Previous episodes are discussed on the website, losalamoshistory.org, on our Facebook page, and in the museum.
Join the Los Alamos Historical Society Sundays at Time Out Pizzeria in Los Alamos from 8–9:30 p.m. for a viewing and discussion of Manhattan (TV-14 rating).
Were they swimming in Ashley Pond?
Most likely Colonel Cox was not swimming at Ashley Pond since the Pond was closed early on during the project due to a fatal accident that occurred. He could be swimming at a pool that was located near Anchor Ranch (today known as S Site).
Did the Project use polygraphs?
The polygraph was invented in 1921 by John Augustus Larson, a medical student at the University of California at Berkeley and a police officer of the Berkeley Police Department. Lie detector tests were administered during the Manhattan Project as a part of security screening.
Were there clergy on the Hill?
There actually were both Protestant and Catholic chaplains on the hill during the Manhattan Project. These chaplains often were visiting from towns such as Santa Cruz. SED Jay Wechsler led Shabbat services in Los Alamos.
Was there compartmentalization?
Yes, General Leslie Groves insisted on a policy of compartmentalization, isolating information from those who didn’t need it. However, in Los Alamos, this policy mainly restricted communication with other Manhattan Project sites. Physicist Edward Condon found this policy and the overall security system so “morbidly depressing” that he left the Project after being in Los Alamos for six weeks.
Was there ever a tightening of security?
There was never a Sid Liao event, so no. Residents were allowed occasional trips off the Hill, and were allowed to socialize so long as they did not reveal any details of Los Alamos or its work. Random searches were not a part of daily life, but the personal freedoms of civilians living on a secret wartime Army base were limited.
Who went to Japanese internment camps?
More than 110,000 people with Japanese heritage on the West Coast were relocated to camps during the war. 62 percent were U.S. citizens.

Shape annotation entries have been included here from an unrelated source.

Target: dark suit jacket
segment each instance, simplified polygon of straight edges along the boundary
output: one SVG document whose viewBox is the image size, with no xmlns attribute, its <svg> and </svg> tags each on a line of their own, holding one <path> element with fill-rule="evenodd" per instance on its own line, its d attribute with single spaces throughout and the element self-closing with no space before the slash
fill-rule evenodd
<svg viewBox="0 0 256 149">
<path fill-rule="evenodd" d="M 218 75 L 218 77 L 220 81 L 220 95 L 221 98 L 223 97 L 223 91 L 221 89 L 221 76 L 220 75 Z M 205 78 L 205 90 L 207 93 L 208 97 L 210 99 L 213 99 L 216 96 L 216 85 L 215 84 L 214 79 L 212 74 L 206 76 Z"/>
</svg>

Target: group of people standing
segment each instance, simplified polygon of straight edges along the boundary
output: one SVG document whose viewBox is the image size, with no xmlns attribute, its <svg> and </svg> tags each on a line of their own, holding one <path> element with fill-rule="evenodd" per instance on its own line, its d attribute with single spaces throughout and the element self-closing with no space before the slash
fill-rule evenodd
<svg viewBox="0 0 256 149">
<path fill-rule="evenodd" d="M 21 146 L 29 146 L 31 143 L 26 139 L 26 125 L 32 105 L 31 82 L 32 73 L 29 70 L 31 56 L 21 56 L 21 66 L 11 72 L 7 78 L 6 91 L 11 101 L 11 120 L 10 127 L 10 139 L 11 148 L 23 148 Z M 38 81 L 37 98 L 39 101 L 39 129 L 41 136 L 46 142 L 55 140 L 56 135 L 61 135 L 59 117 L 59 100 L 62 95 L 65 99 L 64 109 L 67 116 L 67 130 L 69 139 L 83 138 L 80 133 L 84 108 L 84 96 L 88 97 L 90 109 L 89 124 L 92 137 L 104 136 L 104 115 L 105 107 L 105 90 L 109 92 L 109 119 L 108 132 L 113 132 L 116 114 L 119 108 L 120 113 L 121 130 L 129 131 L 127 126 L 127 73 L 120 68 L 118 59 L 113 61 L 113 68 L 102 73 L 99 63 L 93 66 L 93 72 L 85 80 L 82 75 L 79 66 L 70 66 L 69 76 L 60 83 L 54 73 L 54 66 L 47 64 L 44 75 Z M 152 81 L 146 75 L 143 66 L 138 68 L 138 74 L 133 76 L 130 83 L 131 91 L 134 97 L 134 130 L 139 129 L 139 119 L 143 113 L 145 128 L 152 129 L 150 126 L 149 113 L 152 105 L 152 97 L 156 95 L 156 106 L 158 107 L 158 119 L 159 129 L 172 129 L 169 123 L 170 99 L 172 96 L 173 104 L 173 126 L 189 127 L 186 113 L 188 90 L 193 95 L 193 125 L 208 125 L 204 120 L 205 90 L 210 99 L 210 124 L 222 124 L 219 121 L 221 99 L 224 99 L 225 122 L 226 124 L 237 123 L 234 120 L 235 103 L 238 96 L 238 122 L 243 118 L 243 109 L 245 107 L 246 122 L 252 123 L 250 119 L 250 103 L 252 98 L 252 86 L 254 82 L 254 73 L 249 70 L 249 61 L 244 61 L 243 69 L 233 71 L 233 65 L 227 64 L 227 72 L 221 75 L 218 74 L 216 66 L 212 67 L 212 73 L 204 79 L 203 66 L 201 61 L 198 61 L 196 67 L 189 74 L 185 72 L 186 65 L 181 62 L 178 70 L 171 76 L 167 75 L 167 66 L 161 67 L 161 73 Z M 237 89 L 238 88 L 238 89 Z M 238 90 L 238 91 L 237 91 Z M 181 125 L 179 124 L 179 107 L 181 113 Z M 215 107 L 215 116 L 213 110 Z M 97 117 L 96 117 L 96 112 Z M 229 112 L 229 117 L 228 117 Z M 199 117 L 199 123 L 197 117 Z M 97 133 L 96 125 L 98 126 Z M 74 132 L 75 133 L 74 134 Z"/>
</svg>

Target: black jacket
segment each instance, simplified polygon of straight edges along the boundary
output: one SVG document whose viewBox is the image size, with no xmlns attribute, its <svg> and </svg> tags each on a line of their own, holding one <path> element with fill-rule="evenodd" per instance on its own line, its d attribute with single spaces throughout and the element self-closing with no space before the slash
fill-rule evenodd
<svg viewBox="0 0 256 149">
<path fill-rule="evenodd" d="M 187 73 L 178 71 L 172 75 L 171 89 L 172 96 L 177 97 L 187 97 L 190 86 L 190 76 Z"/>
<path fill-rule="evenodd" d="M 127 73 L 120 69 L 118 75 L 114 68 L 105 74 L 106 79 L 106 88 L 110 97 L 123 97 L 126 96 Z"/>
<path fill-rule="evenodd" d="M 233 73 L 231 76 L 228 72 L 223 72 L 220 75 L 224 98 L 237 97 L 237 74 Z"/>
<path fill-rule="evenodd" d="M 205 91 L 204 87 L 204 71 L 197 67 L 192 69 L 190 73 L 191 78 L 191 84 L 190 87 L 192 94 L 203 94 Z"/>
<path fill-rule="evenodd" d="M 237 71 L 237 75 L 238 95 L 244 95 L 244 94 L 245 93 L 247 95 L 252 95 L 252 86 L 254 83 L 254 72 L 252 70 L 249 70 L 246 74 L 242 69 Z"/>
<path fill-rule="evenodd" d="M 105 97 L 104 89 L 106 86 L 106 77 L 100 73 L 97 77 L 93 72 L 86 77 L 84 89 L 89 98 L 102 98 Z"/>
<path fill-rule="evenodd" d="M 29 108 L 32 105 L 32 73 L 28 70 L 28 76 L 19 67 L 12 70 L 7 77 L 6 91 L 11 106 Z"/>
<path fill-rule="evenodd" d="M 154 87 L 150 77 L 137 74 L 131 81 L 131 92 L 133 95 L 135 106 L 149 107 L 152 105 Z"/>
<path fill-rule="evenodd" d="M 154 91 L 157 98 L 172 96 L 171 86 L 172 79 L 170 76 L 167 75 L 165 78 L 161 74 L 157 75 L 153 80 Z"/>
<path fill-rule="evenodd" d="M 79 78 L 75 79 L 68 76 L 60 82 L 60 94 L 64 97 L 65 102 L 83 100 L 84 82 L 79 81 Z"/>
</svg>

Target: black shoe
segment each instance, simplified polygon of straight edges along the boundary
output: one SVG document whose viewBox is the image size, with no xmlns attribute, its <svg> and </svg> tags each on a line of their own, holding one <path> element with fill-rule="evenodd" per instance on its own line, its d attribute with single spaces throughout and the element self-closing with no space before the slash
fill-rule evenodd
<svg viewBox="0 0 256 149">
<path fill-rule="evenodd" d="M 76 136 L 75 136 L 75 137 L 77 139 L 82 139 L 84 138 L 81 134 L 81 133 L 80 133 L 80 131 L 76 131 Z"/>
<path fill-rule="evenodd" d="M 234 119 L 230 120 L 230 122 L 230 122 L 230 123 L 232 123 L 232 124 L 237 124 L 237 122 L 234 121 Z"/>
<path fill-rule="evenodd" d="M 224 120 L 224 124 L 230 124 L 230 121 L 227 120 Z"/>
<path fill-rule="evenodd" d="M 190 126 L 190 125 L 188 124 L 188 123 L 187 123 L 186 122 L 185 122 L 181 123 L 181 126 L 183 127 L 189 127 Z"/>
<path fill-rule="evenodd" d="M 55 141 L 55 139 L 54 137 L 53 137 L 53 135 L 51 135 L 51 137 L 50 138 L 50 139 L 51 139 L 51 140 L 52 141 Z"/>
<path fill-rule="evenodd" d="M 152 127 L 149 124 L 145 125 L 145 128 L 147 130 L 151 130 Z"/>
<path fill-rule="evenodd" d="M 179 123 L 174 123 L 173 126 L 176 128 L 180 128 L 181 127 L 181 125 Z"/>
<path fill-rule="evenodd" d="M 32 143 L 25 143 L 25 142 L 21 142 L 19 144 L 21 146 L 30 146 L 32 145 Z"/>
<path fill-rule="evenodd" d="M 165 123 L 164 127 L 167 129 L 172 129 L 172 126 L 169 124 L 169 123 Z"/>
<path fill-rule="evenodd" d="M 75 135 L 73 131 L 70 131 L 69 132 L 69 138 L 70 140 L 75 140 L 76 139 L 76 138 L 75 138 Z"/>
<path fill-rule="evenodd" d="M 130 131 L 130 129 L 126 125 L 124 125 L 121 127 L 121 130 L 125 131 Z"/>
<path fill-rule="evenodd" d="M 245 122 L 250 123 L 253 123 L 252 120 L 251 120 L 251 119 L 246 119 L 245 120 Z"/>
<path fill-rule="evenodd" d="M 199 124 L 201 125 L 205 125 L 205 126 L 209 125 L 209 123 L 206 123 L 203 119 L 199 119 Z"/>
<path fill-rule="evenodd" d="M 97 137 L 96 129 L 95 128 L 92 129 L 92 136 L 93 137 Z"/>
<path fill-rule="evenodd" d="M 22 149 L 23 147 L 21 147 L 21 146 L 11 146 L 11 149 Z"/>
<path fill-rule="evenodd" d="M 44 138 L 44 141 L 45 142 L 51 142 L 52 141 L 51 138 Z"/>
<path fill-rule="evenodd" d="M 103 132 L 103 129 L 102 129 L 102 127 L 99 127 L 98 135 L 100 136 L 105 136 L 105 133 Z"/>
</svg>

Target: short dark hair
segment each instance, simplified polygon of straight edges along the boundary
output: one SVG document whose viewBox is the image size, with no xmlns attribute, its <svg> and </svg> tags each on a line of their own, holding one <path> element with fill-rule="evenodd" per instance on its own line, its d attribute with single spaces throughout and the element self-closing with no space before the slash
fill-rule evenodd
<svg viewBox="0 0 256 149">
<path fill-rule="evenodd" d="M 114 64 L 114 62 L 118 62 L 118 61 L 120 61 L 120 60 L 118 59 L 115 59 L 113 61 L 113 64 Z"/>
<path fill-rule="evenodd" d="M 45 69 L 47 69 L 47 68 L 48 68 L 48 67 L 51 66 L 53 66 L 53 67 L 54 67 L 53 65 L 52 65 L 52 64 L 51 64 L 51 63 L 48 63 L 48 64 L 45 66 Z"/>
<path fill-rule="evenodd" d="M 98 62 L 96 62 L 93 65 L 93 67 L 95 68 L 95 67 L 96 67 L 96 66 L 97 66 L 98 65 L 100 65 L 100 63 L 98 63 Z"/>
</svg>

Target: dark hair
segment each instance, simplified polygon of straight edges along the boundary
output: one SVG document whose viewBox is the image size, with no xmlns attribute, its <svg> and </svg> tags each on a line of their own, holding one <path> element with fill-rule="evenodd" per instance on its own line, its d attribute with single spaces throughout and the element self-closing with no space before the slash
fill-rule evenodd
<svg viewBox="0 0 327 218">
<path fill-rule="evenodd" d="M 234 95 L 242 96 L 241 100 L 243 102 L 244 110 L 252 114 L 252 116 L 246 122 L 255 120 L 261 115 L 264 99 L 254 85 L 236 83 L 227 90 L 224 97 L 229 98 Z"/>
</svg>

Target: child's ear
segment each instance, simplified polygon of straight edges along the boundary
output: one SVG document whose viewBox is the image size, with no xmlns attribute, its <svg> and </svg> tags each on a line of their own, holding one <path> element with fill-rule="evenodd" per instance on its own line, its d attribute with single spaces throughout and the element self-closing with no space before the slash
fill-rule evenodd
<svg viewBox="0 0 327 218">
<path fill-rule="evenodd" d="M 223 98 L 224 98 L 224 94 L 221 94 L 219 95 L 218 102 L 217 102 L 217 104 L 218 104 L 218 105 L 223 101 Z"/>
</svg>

A character mentioned Jewish “quotas?”
”During this era, it was common for universities to limit the number of Jewish students they accepted or how many Jewish professors they hired.Manhattan Project physicist Richard Feynman, for example, was not admitted to Columbia University for this reason.
Were there ration stamps?
Yes, there were ration stamps in Los Alamos during the Manhattan Project. Everyone had a ration book for items such as gasoline, coffee, tea and meat. The butchers were GIs and there are reports that they often helped women out if they did not have enough ration stamps for meat.
Were spouses encouraged to work?
Scientists’ wives were very much encouraged to work. There were plenty of jobs including switchboard operators that needed to be filled and served an important purpose.
• It’s unlikely there were cottonwoods at the PX, as they mainly grow in the canyons.
• Code words for uranium and plutonium were tube alloy and product, as the show stated.
• Pajarito Road didn’t exist in 1943.
• Safes were locked (though they could be picked open, as Richard Feynman did).